2. You can hard-code paths in remote host to bypass the variable mapping, but that will make your script host-dependent. It is recommended that you **write your script in local paths** and let SoS do the conversion so that you do not have to change the script itself if you are switching to another host with differnt `path_map`.

## Running task remotely

With all the pieces putting together, you can now execute the task on the remote host using `task` options

```sos
depends:  hg19_fasta
task:     on_host='monster',
          to_host=[hg19_fasta, hg19_genes_gtf], from_host=hg19_star_index
run:
    STAR \
		--runThreadN 8 \
		--runMode genomeGenerate \
		--genomeDir ${hg19_star_index} \
		--genomeFastaFiles ${hg19_fasta} \
		--sjdbGTFfile ${hg19_genes_gtf} \
		--sjdbOverhang 100
```

Here the default `map_vars=True` is used so all variables are translated.

## Advanced usages

### `path_map` option

You can specify `path_map` as a `task` option. This allows you to write everything in the script clearly and you do not have to use any configuration file. For example,

```sos
task:     on_host='dcdrlue8ee.yourdomain.com', path_map='/Users/myuser:/home/myuser',
          other_options...
```

`path_map` specified in script will override these in `config.yml` if available.

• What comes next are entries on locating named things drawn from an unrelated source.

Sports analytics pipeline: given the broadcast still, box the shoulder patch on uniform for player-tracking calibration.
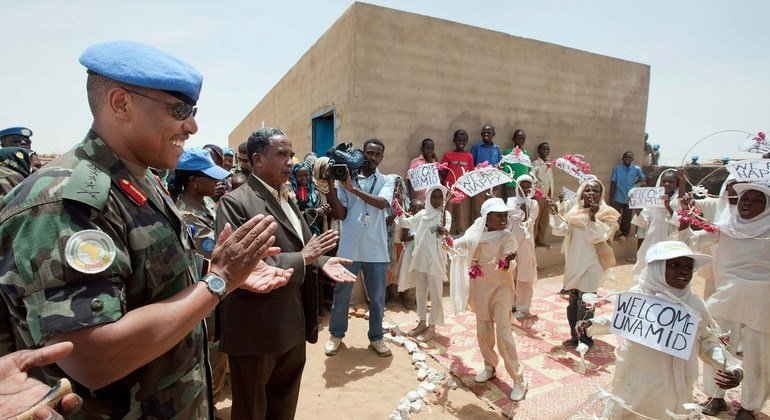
[62,160,110,210]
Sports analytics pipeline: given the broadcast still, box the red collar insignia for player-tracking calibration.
[118,178,147,206]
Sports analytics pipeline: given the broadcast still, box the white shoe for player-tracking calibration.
[474,365,495,383]
[513,311,532,319]
[510,379,528,401]
[369,340,393,357]
[324,336,342,356]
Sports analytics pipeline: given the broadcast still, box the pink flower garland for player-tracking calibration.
[468,261,484,279]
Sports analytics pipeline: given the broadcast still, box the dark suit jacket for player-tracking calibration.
[216,175,328,356]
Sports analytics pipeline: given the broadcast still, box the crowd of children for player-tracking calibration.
[380,124,770,419]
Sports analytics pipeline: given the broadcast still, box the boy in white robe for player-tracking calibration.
[397,185,452,342]
[677,183,770,419]
[450,198,527,401]
[506,174,539,319]
[577,241,743,419]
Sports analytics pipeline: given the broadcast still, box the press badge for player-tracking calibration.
[358,211,372,227]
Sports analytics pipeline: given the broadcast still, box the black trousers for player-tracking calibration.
[567,289,594,346]
[228,341,305,420]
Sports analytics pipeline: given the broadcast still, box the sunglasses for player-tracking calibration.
[125,89,198,121]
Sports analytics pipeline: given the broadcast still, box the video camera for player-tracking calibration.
[326,142,364,181]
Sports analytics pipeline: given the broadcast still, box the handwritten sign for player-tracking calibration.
[610,292,699,360]
[727,159,770,182]
[561,187,577,201]
[500,152,532,168]
[409,163,441,191]
[628,187,666,209]
[738,133,770,153]
[455,167,512,197]
[556,158,586,180]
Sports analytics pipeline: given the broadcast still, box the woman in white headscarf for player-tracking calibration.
[506,174,540,319]
[678,183,770,418]
[577,241,743,419]
[551,179,620,347]
[398,185,452,341]
[450,198,527,401]
[631,168,684,276]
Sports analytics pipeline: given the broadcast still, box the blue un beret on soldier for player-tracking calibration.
[0,127,32,137]
[80,41,203,105]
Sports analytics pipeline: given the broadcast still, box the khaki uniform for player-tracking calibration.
[0,131,213,419]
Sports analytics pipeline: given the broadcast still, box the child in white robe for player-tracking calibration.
[677,183,770,418]
[397,185,452,341]
[577,241,743,419]
[551,179,620,347]
[631,168,684,276]
[451,198,527,401]
[506,174,539,319]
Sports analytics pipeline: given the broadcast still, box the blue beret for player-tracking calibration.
[0,127,32,137]
[80,41,203,105]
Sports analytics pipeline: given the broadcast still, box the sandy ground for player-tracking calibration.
[217,264,767,420]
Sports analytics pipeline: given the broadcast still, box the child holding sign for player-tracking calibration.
[444,198,527,401]
[507,175,539,319]
[398,185,452,341]
[679,183,770,418]
[576,241,743,419]
[551,179,620,347]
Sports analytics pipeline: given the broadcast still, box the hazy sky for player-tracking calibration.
[0,0,770,163]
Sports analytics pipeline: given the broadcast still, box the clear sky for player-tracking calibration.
[0,0,770,164]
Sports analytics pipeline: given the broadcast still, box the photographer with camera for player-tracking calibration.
[325,139,394,356]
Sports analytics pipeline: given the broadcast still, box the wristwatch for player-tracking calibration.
[200,273,227,302]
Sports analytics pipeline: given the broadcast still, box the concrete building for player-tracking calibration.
[229,3,650,272]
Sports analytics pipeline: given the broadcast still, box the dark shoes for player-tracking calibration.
[703,398,727,416]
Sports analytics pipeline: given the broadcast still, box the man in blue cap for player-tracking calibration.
[0,127,32,149]
[0,41,292,419]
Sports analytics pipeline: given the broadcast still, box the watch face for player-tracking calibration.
[208,277,227,294]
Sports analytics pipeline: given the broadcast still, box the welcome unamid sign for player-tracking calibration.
[610,292,700,360]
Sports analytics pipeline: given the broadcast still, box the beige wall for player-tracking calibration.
[228,5,355,156]
[230,3,650,190]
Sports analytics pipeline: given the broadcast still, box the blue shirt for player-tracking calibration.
[464,140,503,166]
[612,163,644,204]
[337,170,395,263]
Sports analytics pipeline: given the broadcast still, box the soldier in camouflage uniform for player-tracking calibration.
[168,149,229,402]
[0,41,291,419]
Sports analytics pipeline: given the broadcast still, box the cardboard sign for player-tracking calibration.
[628,187,666,209]
[409,163,441,191]
[738,134,770,154]
[727,159,770,182]
[455,167,512,197]
[610,292,699,360]
[561,187,577,201]
[556,158,586,180]
[500,149,532,168]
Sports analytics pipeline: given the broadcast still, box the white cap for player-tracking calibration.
[481,197,513,217]
[644,241,714,270]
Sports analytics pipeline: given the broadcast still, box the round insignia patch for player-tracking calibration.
[64,229,116,274]
[201,238,216,253]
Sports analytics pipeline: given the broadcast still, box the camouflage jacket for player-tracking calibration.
[0,166,24,198]
[176,194,216,259]
[0,131,213,419]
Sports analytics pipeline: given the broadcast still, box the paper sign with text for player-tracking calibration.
[561,187,577,201]
[628,187,666,209]
[727,159,770,182]
[455,167,512,197]
[556,158,586,179]
[738,134,770,153]
[409,163,441,191]
[610,292,699,360]
[500,152,532,168]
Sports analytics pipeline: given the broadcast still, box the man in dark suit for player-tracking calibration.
[216,128,355,420]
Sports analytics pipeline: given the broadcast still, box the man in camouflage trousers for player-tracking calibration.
[0,41,291,419]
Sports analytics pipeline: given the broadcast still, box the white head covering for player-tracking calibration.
[720,183,770,239]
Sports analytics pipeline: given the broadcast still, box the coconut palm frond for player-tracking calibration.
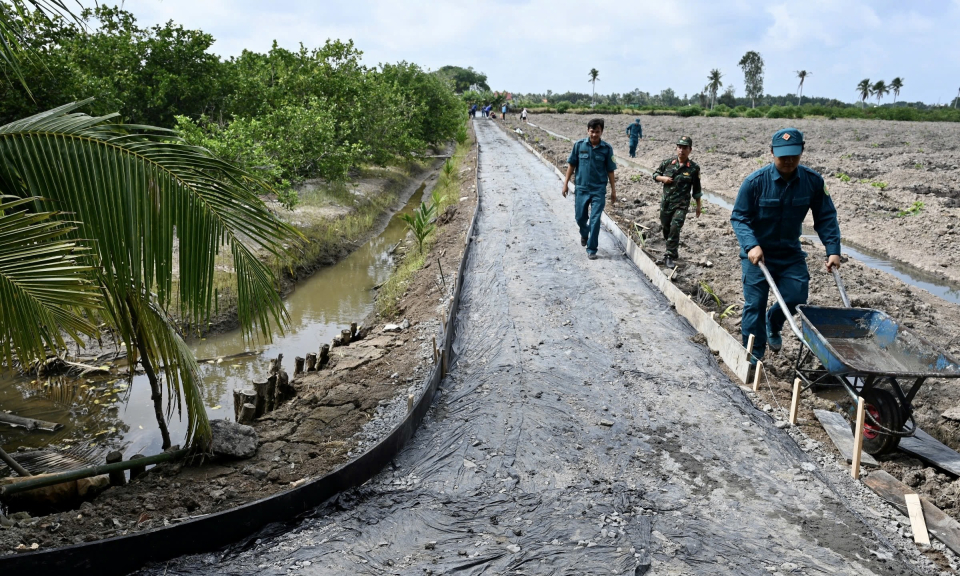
[0,196,100,366]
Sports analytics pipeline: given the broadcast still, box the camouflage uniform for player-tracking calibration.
[653,140,703,258]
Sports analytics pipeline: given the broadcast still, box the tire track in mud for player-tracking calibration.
[148,121,912,575]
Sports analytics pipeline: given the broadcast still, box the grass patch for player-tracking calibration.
[376,143,470,318]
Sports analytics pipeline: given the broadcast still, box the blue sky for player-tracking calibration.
[124,0,960,104]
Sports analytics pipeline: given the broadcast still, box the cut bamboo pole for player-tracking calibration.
[753,360,763,392]
[903,494,930,546]
[790,378,800,425]
[850,396,866,479]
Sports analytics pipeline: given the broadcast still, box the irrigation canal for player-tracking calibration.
[0,182,427,468]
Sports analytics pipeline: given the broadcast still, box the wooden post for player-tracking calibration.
[107,450,127,486]
[850,396,866,480]
[790,378,800,425]
[233,388,243,422]
[903,494,930,546]
[238,402,257,424]
[253,382,267,418]
[130,454,147,482]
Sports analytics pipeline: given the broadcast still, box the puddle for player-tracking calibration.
[0,184,426,463]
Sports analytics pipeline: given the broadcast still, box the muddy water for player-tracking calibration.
[0,184,426,468]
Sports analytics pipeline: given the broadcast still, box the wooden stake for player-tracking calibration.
[850,396,866,480]
[107,450,127,486]
[790,378,800,426]
[903,494,930,546]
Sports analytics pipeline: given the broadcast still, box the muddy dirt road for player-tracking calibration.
[144,121,929,575]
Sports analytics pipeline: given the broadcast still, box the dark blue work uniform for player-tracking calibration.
[730,163,840,358]
[627,120,643,158]
[567,138,617,254]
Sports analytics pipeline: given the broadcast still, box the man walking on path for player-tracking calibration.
[652,136,703,268]
[730,128,840,363]
[562,118,617,260]
[627,118,643,158]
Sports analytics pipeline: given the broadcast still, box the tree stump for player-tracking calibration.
[317,344,330,370]
[130,454,147,482]
[107,450,127,486]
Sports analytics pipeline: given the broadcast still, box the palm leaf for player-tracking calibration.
[0,196,100,366]
[0,101,302,446]
[0,0,82,94]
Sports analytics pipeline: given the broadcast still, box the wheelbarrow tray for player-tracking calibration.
[797,305,960,378]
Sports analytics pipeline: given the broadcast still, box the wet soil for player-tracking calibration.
[498,115,960,536]
[147,119,937,576]
[0,132,477,555]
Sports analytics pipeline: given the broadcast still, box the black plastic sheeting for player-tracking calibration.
[139,120,911,576]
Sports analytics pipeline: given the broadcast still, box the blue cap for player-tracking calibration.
[771,128,803,158]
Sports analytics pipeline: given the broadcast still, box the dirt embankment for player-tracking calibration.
[507,115,960,518]
[0,132,477,555]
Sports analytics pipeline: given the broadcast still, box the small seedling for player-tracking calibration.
[400,202,436,254]
[897,200,924,218]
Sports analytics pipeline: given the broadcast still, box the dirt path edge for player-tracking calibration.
[0,145,481,576]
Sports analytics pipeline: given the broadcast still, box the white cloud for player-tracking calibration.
[118,0,960,102]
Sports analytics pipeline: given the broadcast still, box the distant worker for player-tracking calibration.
[730,128,840,364]
[627,118,643,158]
[561,118,617,260]
[652,137,703,268]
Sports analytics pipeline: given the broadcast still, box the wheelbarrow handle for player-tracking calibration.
[833,268,853,308]
[757,260,803,342]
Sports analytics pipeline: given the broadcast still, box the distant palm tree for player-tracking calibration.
[797,70,813,106]
[707,68,723,110]
[857,78,873,108]
[587,68,600,106]
[890,76,903,104]
[870,80,890,106]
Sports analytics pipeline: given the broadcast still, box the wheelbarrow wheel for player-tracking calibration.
[861,388,903,456]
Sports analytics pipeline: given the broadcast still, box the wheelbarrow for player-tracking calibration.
[759,262,960,456]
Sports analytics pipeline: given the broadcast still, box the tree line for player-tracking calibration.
[0,5,463,205]
[0,0,465,448]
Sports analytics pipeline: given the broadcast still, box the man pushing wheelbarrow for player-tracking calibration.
[730,128,840,364]
[730,128,960,455]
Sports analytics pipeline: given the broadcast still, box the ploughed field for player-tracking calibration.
[498,114,960,517]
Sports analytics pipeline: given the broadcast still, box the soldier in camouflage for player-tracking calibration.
[653,136,703,268]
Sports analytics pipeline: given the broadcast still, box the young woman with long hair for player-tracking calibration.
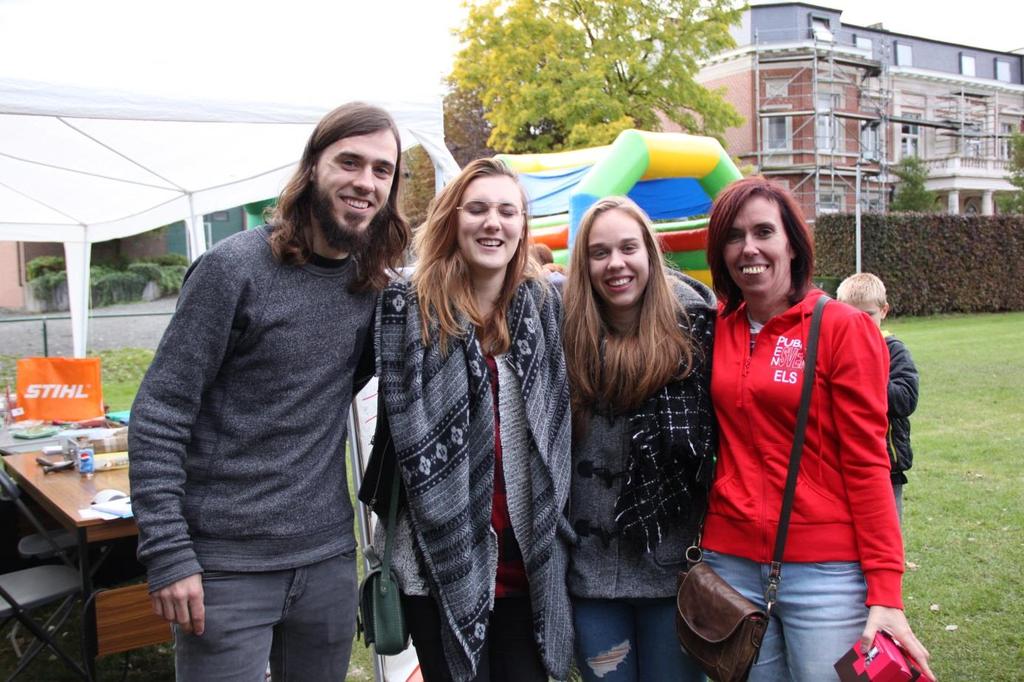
[563,198,715,682]
[377,159,572,682]
[702,177,934,682]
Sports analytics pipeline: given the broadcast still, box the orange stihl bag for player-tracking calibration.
[17,357,103,422]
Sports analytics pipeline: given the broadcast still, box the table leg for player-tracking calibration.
[78,528,98,680]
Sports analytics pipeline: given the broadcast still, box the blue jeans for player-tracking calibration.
[703,550,867,682]
[572,597,705,682]
[174,550,356,682]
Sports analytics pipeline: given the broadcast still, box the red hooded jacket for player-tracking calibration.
[702,290,903,608]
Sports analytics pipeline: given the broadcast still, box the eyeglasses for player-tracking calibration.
[456,202,522,222]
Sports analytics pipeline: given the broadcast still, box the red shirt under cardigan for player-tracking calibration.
[702,290,903,608]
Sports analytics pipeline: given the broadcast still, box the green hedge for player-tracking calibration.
[814,213,1024,315]
[26,254,188,306]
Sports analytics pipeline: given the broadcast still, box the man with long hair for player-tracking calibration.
[129,103,410,680]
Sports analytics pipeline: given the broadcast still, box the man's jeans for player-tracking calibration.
[174,550,356,682]
[703,550,867,682]
[572,597,707,682]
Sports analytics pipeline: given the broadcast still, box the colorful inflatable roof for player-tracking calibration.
[498,130,741,282]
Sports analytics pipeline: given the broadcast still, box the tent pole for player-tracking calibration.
[63,241,92,357]
[185,193,206,262]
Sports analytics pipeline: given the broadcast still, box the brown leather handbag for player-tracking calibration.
[676,296,829,682]
[676,561,768,682]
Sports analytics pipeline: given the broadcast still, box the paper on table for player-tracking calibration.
[78,507,120,521]
[92,498,133,518]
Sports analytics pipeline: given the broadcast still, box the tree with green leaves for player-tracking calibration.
[451,0,743,153]
[889,157,937,213]
[995,133,1024,213]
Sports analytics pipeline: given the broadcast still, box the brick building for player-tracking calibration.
[698,2,1024,219]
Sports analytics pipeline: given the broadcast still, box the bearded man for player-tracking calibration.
[129,103,410,681]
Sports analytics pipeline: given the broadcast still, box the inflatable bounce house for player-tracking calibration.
[498,130,740,284]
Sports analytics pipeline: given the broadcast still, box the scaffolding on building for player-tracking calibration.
[752,28,893,219]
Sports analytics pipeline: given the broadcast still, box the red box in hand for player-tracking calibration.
[836,630,921,682]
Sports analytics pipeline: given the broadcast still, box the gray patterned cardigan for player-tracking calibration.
[377,281,572,680]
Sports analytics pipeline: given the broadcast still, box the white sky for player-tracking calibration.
[0,0,1024,103]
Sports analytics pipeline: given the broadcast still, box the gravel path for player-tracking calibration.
[0,297,177,357]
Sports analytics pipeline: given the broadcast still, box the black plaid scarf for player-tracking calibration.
[615,309,715,552]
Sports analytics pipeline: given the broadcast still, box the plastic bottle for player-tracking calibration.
[75,438,96,478]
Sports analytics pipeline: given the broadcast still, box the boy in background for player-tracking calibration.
[836,272,918,522]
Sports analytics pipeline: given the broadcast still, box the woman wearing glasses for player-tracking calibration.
[377,159,572,682]
[563,197,715,682]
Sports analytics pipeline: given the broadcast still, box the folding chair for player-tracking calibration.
[0,469,88,682]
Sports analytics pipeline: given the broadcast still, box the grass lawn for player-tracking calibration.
[887,312,1024,680]
[0,313,1024,681]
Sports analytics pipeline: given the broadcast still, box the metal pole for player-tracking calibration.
[853,159,860,274]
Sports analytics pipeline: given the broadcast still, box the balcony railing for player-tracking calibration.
[925,157,1010,177]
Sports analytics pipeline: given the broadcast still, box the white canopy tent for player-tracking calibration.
[0,0,458,356]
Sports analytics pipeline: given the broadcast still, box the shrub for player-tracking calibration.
[139,253,188,267]
[91,267,148,307]
[127,261,160,284]
[815,213,1024,315]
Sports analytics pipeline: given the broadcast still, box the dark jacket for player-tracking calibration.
[886,332,918,484]
[568,271,716,599]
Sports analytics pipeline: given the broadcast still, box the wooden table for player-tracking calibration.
[3,452,170,674]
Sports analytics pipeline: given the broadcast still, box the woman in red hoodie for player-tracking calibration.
[702,177,931,682]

### `send_cmd`, `received_cmd`, `execute_cmd`

SoS uses `rsync` command to exchange files between hosts, and use `ssh` to execute command. If the default commands do not work for your configuration (e.g. if you do not have `rsync` and need to use `scp`, you can 

1. Use option `-v3` to display the exact command used to transfer files and execute commands.

2. Define options `send_cmd`, `received_cmd` and `execute_cmd` for your particular configuration. These variables should be defined with `${source}` and `${dest}` which will be replaced by source and destination filenames for each file.